A statement purportedly by the Islamic State in Iraq and the Levant (ISIL) said that an American hostage was killed in a Jordanian airstrike on Friday on the outskirts of the northern Syrian city of Raqqa, the group's stronghold.
The statement identified the hostage as Kayla Jean Mueller and said she was killed during Muslim prayers, which usually take place around midday on Fridays, in airstrikes that targeted "the same location for more than an hour."
No ISIL fighters were killed in the airstrikes, the statement read.
It published photos allegedly of the bombed site, showing a severely damaged three-story brown building but no images of Mueller.
The statement could not be independently verified. It appeared on a website commonly used by ISIL and was distributed by ISIL-affiliated Twitter users.
Mueller's family appealed Friday for her safety.
"You told us that you treated Kayla as your guest, as your guest her safety and well-being remains your responsibility," Mueller's family said in a short statement.
U.S. officials said they could not confirm that Mueller was killed. Bernadette Meehan, a spokeswoman for the White House National Security Council, said the U.S. was "deeply concerned" over the report but had not seen "any evidence that corroborates ISIL's claim."
Jordan, which is part of a U.S.-led coalition bombing ISIL targets in Syria and stepped up its attacks after ISIL announced it had killed a captive Jordanian pilot, expressed doubt about the group's account of Mueller's death.
"An old and sick trick used by terrorists and despots for decades: claiming that hostages human shields held captive are killed by air raids," Jordanian Foreign Minister Nasser Judeh tweeted.

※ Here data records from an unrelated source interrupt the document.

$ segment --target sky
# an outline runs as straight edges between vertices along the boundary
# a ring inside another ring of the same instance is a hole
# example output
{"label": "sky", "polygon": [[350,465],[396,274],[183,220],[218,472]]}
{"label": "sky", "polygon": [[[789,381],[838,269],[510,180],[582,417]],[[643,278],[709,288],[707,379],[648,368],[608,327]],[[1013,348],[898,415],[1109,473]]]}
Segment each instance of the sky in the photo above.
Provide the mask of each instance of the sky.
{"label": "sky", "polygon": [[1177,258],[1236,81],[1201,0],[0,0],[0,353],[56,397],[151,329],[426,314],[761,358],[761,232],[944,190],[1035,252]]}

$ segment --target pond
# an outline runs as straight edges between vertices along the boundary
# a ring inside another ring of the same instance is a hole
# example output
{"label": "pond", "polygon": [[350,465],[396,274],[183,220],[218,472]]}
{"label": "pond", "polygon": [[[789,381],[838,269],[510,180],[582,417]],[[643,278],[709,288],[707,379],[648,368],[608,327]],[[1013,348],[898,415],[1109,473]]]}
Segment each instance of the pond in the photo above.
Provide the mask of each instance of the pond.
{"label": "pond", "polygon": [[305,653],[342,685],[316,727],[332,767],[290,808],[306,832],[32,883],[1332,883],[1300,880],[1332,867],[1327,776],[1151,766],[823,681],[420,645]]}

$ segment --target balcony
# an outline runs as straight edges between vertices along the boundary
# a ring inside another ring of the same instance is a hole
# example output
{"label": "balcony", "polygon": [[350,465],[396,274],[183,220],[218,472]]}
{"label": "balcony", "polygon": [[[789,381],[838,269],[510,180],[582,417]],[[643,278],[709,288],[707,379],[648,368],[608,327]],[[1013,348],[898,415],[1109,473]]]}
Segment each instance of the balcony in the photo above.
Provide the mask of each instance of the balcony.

Mueller is an aid worker whose identity had not been disclosed out of concern for her safety. A family representative told The Associated Press last year that the 26-year-old was working with humanitarian groups in Syria when she was captured in 2013.
If her death is confirmed, she would be the fourth American to die while being held by ISIL. Three other Americans — journalists James Foley and Steven Sotloff and aid worker Peter Kassig — were beheaded by the group.